La première est d’ordre identitaire. L’industrie a fait Mulhouse, une industrie dont la production aussi bien métallurgique que textile avait une réputation de qualité et recherchait le beau. L’identité mulhousienne d’aujourd’hui a été façonnée par son passé industriel : c’est une population bigarrée (130 nationalités), une population jeune (record en France et c’est tant mieux !), une population majoritairement à faible pouvoir d’achat, une vitalité associative signe d’une grande capacité à la solidarité et au vivre-ensemble. Cette identité pour s’épanouir doit s’incarner dans des lieux. L’éradication des bâtiments industriels (comme on l’a fait à la SACM, à l’exception de la Fonderie pour laquelle le dur combat mené par les défenseurs du patrimoine a été gagnant), s’accompagne d’un discours de peur des couches populaires (« classes laborieuses, classes dangereuses ») : il faudrait faire venir/faire revenir les classes moyennes à Mulhouse pour espérer pouvoir bâtir la ville de demain. À l’opposé, le choix de conserver les bâtiments de DMC permet de démontrer la capacité de la société mulhousienne à inventer l’avenir (Motoco).
La seconde raison est d’ordre rationnel. Détruire des bâtiments pour en construire des neufs est « has been ». Les friches industrielles comme les friches militaires offrent à Mulhouse des espaces bâtis de qualité, dont la réhabilitation est possible relativement facilement et, contrairement au discours des bétonneurs, à des prix raisonnables. A l’heure où il faut densifier les villes, réduire l’étalement de la tâche urbaine, mettre fin à la « rurbanisation » qui défigure les villages alentours, les friches sont une opportunité qu’il serait stupide de ne pas saisir.
J‑M.S : Du fait de son histoire, Mulhouse est une ville plurielle qui a longtemps joué un rôle important dans les luttes sociales. Depuis le déclin industriel et les crises économiques, ces valeurs sont en recul alors que les idées d’exclusion et d’intolérance de l’extrême droite, avec surtout le vote en faveur du Front national, semblent bien installées. Comment combattre cela ? Est-ce aussi ce phénomène qui explique que la ville, se nourrissant jusque dans un passé récent dans un terreau plutôt de gauche, soit passée politiquement à droite ?
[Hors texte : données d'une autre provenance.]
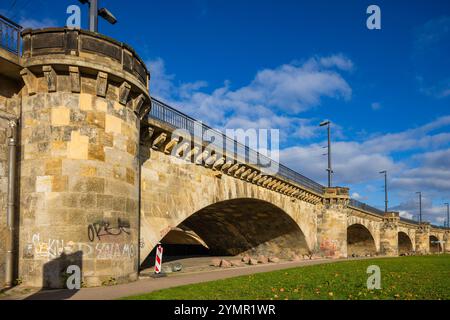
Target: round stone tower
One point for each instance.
(82, 103)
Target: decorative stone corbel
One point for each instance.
(191, 153)
(233, 168)
(102, 84)
(171, 144)
(124, 91)
(239, 171)
(265, 181)
(258, 176)
(75, 83)
(157, 143)
(30, 81)
(182, 149)
(227, 165)
(147, 134)
(210, 160)
(202, 157)
(218, 164)
(252, 175)
(246, 173)
(50, 77)
(262, 180)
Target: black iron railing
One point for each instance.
(361, 205)
(10, 35)
(179, 120)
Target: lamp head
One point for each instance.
(107, 15)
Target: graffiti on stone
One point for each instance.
(104, 228)
(53, 248)
(329, 247)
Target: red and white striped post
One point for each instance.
(158, 260)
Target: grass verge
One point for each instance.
(414, 277)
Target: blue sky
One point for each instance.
(290, 64)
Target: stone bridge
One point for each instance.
(237, 209)
(94, 172)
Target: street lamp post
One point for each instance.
(94, 13)
(420, 206)
(448, 214)
(385, 190)
(329, 169)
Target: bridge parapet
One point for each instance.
(163, 134)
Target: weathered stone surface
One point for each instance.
(215, 262)
(236, 263)
(225, 263)
(263, 259)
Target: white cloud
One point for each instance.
(37, 24)
(356, 196)
(273, 99)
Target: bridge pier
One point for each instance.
(82, 102)
(389, 244)
(332, 224)
(423, 238)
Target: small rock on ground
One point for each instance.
(274, 259)
(215, 262)
(225, 264)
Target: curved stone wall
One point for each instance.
(79, 173)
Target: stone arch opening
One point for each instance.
(360, 241)
(404, 244)
(238, 227)
(435, 246)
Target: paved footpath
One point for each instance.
(145, 285)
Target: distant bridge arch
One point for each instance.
(405, 244)
(360, 241)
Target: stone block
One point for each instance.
(78, 146)
(113, 124)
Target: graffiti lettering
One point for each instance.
(103, 228)
(53, 248)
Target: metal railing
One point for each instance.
(179, 120)
(363, 206)
(10, 35)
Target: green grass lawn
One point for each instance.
(415, 277)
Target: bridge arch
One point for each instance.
(246, 225)
(405, 244)
(435, 246)
(360, 241)
(176, 194)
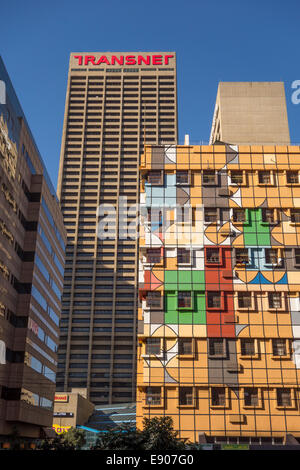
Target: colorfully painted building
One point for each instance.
(219, 285)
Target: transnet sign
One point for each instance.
(155, 59)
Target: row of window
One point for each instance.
(217, 347)
(215, 300)
(210, 177)
(219, 397)
(214, 256)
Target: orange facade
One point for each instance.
(219, 283)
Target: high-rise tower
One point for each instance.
(116, 102)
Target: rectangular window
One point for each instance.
(271, 255)
(251, 396)
(297, 256)
(284, 397)
(279, 347)
(155, 177)
(248, 347)
(268, 215)
(186, 397)
(153, 255)
(216, 347)
(183, 256)
(210, 215)
(218, 396)
(237, 177)
(212, 255)
(239, 215)
(242, 255)
(264, 177)
(153, 346)
(185, 346)
(182, 177)
(244, 300)
(275, 300)
(292, 177)
(184, 299)
(214, 300)
(209, 177)
(295, 216)
(154, 300)
(153, 396)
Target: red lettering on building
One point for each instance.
(114, 59)
(89, 58)
(127, 60)
(103, 59)
(167, 57)
(130, 60)
(79, 57)
(157, 60)
(143, 59)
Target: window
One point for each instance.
(154, 300)
(279, 347)
(216, 347)
(184, 299)
(214, 300)
(295, 216)
(218, 396)
(185, 346)
(212, 255)
(210, 215)
(275, 300)
(268, 215)
(251, 397)
(183, 256)
(271, 255)
(284, 397)
(241, 255)
(237, 177)
(155, 177)
(244, 300)
(186, 397)
(153, 346)
(292, 177)
(209, 177)
(182, 177)
(153, 255)
(297, 256)
(153, 396)
(239, 215)
(248, 347)
(264, 177)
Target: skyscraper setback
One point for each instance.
(115, 104)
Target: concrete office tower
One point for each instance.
(32, 245)
(250, 113)
(219, 284)
(115, 103)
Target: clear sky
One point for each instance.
(215, 40)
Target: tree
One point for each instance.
(122, 437)
(157, 434)
(74, 439)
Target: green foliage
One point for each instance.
(74, 439)
(157, 434)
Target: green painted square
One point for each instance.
(186, 279)
(197, 316)
(256, 233)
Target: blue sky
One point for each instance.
(216, 40)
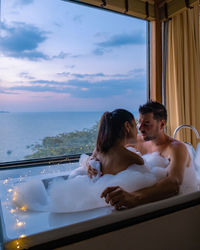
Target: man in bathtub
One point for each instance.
(152, 138)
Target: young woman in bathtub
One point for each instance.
(119, 166)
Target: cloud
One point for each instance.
(23, 2)
(26, 75)
(86, 89)
(135, 73)
(135, 38)
(21, 41)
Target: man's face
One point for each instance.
(149, 127)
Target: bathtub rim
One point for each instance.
(77, 232)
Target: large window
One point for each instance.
(62, 66)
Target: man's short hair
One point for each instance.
(159, 111)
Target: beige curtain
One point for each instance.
(183, 74)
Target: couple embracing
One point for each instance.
(133, 169)
(118, 130)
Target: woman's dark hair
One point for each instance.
(111, 128)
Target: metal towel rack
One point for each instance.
(186, 126)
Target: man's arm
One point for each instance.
(165, 188)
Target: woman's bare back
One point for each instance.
(118, 159)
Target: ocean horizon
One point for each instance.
(21, 130)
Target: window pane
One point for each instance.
(62, 66)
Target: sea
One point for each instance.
(19, 131)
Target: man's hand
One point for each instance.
(119, 198)
(91, 171)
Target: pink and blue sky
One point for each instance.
(60, 56)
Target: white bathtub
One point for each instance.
(173, 223)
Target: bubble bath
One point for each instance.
(79, 192)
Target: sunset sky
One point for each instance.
(60, 56)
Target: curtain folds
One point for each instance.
(183, 74)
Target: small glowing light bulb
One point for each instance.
(20, 223)
(22, 236)
(12, 211)
(5, 181)
(24, 208)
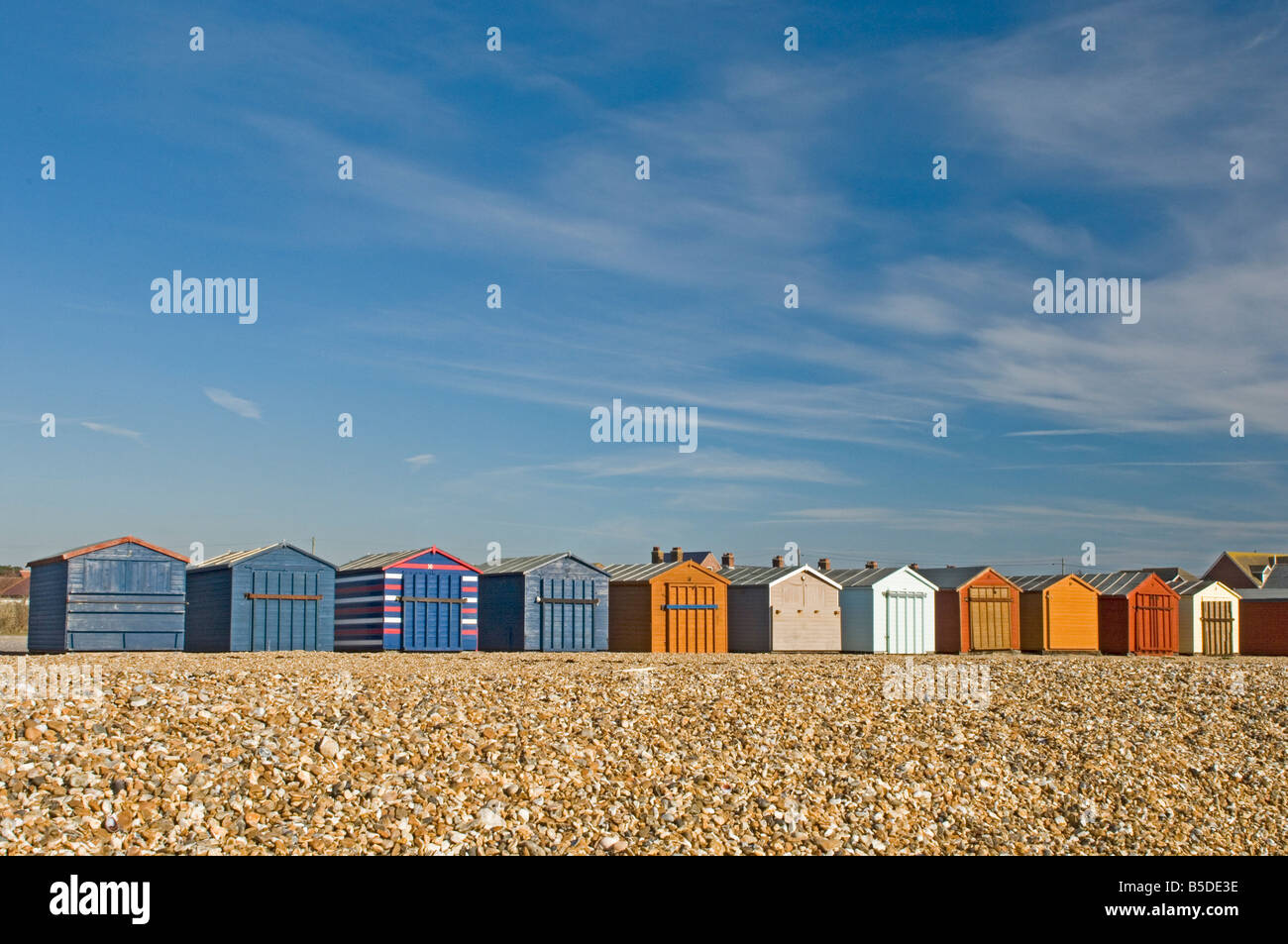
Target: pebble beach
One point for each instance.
(616, 754)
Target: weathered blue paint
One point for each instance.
(119, 595)
(523, 604)
(236, 601)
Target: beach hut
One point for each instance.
(782, 609)
(1263, 621)
(120, 594)
(1059, 612)
(546, 603)
(669, 607)
(885, 609)
(267, 599)
(1243, 570)
(1209, 617)
(411, 600)
(977, 609)
(706, 559)
(1138, 613)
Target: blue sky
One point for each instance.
(768, 167)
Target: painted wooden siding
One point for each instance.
(566, 626)
(1192, 621)
(124, 597)
(1064, 617)
(964, 623)
(630, 617)
(210, 594)
(501, 612)
(750, 618)
(227, 620)
(806, 614)
(1262, 626)
(47, 620)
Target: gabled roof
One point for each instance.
(384, 561)
(507, 566)
(639, 574)
(1188, 587)
(1120, 582)
(867, 576)
(1278, 576)
(1254, 594)
(101, 545)
(1172, 574)
(17, 587)
(953, 577)
(1043, 581)
(768, 576)
(1252, 563)
(233, 558)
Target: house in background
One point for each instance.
(679, 607)
(782, 608)
(16, 588)
(1243, 570)
(885, 609)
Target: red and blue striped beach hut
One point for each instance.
(411, 600)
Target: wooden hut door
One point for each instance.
(691, 617)
(432, 603)
(567, 613)
(1218, 623)
(990, 609)
(283, 609)
(1153, 623)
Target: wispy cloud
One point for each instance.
(112, 430)
(235, 404)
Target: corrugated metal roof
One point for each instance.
(1172, 574)
(529, 563)
(952, 577)
(1188, 587)
(1262, 594)
(1038, 581)
(1252, 563)
(765, 576)
(639, 572)
(101, 545)
(377, 562)
(232, 558)
(861, 576)
(1278, 577)
(1117, 582)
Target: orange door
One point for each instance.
(691, 617)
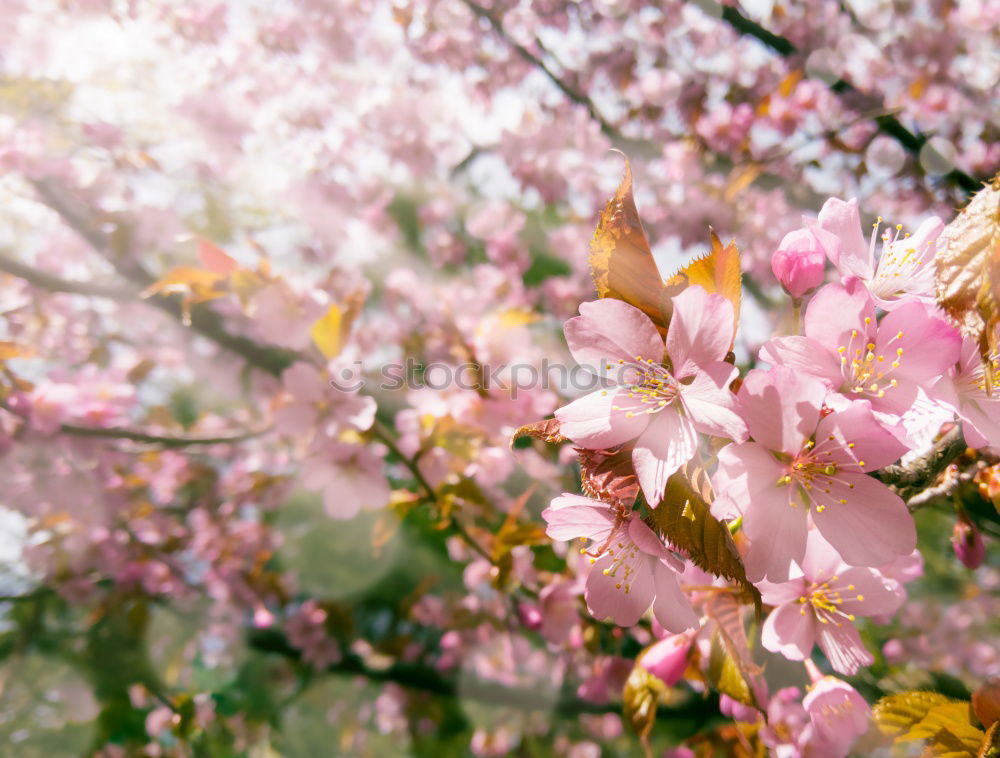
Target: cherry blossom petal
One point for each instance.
(606, 595)
(745, 471)
(853, 255)
(780, 593)
(789, 631)
(710, 404)
(866, 592)
(821, 560)
(842, 646)
(647, 541)
(859, 438)
(837, 311)
(601, 419)
(803, 354)
(929, 344)
(867, 523)
(664, 447)
(610, 330)
(700, 332)
(671, 607)
(570, 517)
(781, 407)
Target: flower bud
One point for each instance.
(968, 543)
(798, 262)
(838, 714)
(667, 659)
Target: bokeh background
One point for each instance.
(209, 209)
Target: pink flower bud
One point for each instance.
(531, 617)
(968, 544)
(667, 659)
(838, 714)
(798, 262)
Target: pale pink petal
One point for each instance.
(570, 517)
(664, 447)
(304, 383)
(700, 332)
(710, 404)
(803, 354)
(745, 471)
(780, 593)
(602, 419)
(612, 330)
(859, 437)
(866, 592)
(867, 523)
(837, 311)
(843, 647)
(607, 597)
(821, 560)
(777, 532)
(647, 541)
(982, 422)
(352, 488)
(781, 407)
(930, 345)
(853, 255)
(671, 607)
(790, 632)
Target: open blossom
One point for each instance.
(632, 568)
(806, 462)
(663, 394)
(885, 362)
(904, 272)
(668, 658)
(820, 607)
(964, 391)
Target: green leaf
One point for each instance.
(944, 722)
(725, 676)
(897, 714)
(686, 521)
(641, 697)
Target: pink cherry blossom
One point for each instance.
(967, 541)
(885, 362)
(309, 400)
(349, 476)
(807, 462)
(799, 261)
(632, 568)
(904, 272)
(820, 607)
(662, 395)
(963, 390)
(839, 715)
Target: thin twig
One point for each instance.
(887, 123)
(925, 469)
(114, 432)
(53, 283)
(204, 320)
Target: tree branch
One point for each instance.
(426, 679)
(924, 470)
(52, 283)
(886, 123)
(135, 435)
(204, 320)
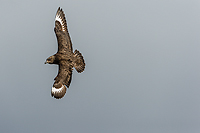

M‑C.V : Vaste question, immense question à laquelle il me faut répondre en historienne (et non pas en citoyenne engagée). Aux yeux de l’historienne que je suis, Mulhouse est un condensé des mutations à l’œuvre au niveau national, qu’elles soient économiques (la désindustrialisation), démographiques (la vitalité de la natalité des premières générations de migrants), sociales et urbaines (la fuite des classes moyennes dans les communes de la périphérie pour « vivre entre soi »), politiques (l’effacement des alternatives politiques Droite-Gauche), éthiques (l’ébranlement des valeurs républicaines). C’est une véritable crise systémique que nous vivons.
L’historienne que je suis peut aussi dire, répéter, marteler qu’aucune restauration du passé n’est possible : la pensée réactionnaire au sens premier du terme a toujours été dans l’histoire inadéquate donc impuissante.
L’historienne de Mulhouse constate que la ville a fabriqué, durant les deux derniers siècles au moins, un certain nombre d’outils (tissu associatif par exemple) et développé des savoir-faire (pragmatisme, dialogue inter-religieux) qui devraient lui permettre de fabriquer des réponses pertinentes au sein du cadre républicain.
L’historienne que je suis doit aussi constater qu’il faut « un chef », non pas un dictateur mais une équipe municipale dont la qualité visionnaire et la capacité à rassembler les « citoyens actifs » autour d’un projet, à bâtir ensemble, de vivre ensemble seront décisives.